BOSTON ( TheStreet) -- Inflation is a scary word.
From the local coffee shop to the Federal Reserve, its post-recession comeback has been much feared. Anyone who lived through the astronomical price jumps of the 1970s will likely tell you those concerns are well-founded.
|Inflation is knocking, but there are strategies that can hedge against rising costs and possibly even prove profitable.|
Like trying to push back a waterfall, it won't be held at bay forever. Already, inflation is making itself felt, creeping back into the economy even as consumers shell out more for gas and groceries.With, at the very least, modest inflation predictably on the horizon, retirees and pre-retirees typically have the most at stake. The former, living on fixed income, can ill afford more out-of-pocket costs for food, clothing and health care (including cost sharing in employer plans and Medicare Part B premiums). The latter, in a to-the-wire push to accumulate assets, may not relish the idea of their game plan being upset. Is there a way to make inflation work to your benefit? Are there financial strategies that can not only hedge against rising costs but even prove profitable? The good news is that inflation will possibly boost the value of your home, at least stanching the steady bleed of equity over the past few years.
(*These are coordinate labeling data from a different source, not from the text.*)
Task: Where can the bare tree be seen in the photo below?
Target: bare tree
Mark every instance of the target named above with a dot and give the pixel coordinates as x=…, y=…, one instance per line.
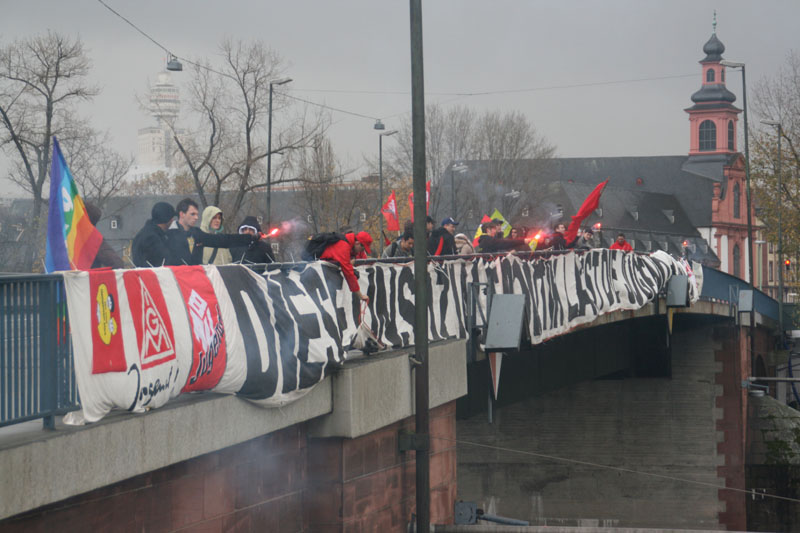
x=42, y=79
x=226, y=147
x=503, y=150
x=778, y=99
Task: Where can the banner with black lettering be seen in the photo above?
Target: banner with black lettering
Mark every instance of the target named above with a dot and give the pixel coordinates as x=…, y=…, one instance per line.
x=144, y=336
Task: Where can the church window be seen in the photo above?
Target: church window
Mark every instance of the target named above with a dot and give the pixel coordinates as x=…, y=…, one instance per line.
x=708, y=136
x=731, y=133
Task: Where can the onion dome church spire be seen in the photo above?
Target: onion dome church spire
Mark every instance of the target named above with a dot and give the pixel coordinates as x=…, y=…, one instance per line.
x=713, y=117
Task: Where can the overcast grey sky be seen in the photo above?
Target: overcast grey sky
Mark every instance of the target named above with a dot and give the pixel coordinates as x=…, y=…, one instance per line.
x=470, y=46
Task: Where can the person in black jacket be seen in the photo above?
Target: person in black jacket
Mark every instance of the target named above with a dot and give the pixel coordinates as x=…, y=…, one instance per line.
x=260, y=252
x=186, y=242
x=442, y=240
x=489, y=242
x=149, y=248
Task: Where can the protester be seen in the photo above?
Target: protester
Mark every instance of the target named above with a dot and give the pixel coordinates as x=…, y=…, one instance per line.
x=441, y=241
x=489, y=242
x=402, y=247
x=106, y=256
x=186, y=242
x=583, y=242
x=211, y=222
x=621, y=244
x=343, y=252
x=557, y=241
x=463, y=245
x=150, y=246
x=260, y=252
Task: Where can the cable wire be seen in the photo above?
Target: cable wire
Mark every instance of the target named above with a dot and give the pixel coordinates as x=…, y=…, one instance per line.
x=617, y=468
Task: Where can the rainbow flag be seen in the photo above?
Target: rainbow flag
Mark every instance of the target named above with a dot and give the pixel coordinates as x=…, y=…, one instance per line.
x=72, y=240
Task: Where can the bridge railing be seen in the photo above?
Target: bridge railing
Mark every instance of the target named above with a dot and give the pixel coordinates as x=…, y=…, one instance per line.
x=722, y=287
x=37, y=377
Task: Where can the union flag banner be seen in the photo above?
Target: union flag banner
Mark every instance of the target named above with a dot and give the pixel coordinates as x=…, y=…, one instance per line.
x=389, y=211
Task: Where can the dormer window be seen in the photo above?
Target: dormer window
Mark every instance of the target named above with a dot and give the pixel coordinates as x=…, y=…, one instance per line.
x=708, y=136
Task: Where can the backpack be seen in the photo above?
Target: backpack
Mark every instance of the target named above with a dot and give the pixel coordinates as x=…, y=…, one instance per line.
x=317, y=244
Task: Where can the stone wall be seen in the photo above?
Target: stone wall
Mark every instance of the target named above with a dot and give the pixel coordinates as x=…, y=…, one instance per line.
x=669, y=427
x=283, y=482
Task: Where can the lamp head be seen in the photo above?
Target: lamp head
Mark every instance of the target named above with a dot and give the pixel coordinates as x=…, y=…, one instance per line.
x=173, y=64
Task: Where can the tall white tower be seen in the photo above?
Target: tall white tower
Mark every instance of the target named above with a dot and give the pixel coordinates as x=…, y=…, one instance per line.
x=156, y=149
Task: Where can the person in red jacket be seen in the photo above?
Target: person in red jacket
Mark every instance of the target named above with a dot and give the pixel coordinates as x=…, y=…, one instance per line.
x=343, y=252
x=621, y=244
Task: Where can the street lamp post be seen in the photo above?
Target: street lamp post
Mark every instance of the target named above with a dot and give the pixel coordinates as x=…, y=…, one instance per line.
x=380, y=180
x=269, y=150
x=780, y=224
x=460, y=168
x=733, y=64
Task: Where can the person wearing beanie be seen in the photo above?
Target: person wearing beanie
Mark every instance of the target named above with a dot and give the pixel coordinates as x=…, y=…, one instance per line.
x=344, y=252
x=188, y=243
x=149, y=247
x=106, y=256
x=257, y=254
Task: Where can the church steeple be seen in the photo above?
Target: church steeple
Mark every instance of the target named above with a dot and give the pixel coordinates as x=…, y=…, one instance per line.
x=713, y=117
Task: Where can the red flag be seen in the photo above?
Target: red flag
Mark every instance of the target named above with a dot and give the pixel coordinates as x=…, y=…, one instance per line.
x=427, y=200
x=389, y=211
x=589, y=205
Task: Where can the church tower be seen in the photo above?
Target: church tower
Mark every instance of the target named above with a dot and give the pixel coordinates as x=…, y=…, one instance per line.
x=713, y=117
x=713, y=154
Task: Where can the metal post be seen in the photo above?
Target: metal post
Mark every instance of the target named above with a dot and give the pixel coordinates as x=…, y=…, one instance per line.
x=380, y=188
x=269, y=162
x=420, y=267
x=453, y=193
x=780, y=237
There are also specific tools for the job at hand. You can buy Treasury Inflation Protected Securities, better known as TIPS, directly from the Treasury Department. Various mutual funds, such as the Vanguard Inflation-Protected Securities Fund (VIPSX), offer another way to easily incorporate these instruments to your portfolio. To tackle inflation, one should understand the enemy. Inflation will likely trigger the chain of events that leads the Fed to drive up interest rates. Surveys have shown that many passive investors fail to realize the damage that can hit their bond holdings when this happens. Investors need "a clear understanding of the relationship between asset returns and inflation," a recent report from Vanguard suggests. "For those with long-term investment horizons, risky assets like stocks and bonds may earn returns high enough to overcome erosion in purchasing power due to inflation, on average. However, investors looking to hedge against inflation are typically concerned with short- and medium-term protection."